Ms Roberts said: "I remember thinking I didn't want the first session to finish. But I can understand why it was only an hour because I was shattered after. It's not just about singing. It's about relaxation and massaging which you can take into your every day life.

"My husband says he has noticed a marked improvement. Not just in my breathing but in my wellbeing because I've been in some dark places.
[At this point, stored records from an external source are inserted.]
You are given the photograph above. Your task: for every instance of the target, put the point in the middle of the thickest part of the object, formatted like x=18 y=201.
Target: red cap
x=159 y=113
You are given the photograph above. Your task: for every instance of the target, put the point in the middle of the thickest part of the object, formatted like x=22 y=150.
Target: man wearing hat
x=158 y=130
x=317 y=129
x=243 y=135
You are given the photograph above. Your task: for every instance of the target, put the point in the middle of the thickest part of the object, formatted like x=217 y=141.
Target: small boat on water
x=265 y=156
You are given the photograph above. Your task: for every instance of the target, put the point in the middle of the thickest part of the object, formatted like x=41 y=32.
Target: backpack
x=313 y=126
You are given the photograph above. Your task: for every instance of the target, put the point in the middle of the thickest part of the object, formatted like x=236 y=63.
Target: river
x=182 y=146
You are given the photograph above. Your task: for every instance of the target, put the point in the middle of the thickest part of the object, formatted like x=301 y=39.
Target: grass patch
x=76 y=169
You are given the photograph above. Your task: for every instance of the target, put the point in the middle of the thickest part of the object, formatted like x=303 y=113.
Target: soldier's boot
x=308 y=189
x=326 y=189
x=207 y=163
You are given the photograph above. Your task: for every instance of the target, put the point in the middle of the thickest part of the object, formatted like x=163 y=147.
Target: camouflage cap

I can talk better to people now because usually I'd be stopping to catch my breath all of the time."

The pilot programme is being offered through Cwm Taf, Cardiff and Vale and Betsi Cadwaladr health boards.

"Singing to improve health and lung health was already an established area before Covid," said Sofia Harries, operational lead for the long Covid rehabilitation service at Cwm Taf health board.

"The service is a way of bringing people with a similar experience together.

"The rehab education we're giving people is very prescriptive, especially with the breathing - it's very pragmatic.

"But the singing also gives people the opportunity to enjoy their rehab in a subconscious way where they're not thinking about diaphragmatic control."

The Welsh government is providing an additional £5m for new long Covid rehab services and it is hoped health boards will be able to expand the model to treat and support people with other long-term conditions, including multiple sclerosis and myalgic encephalomyelitis.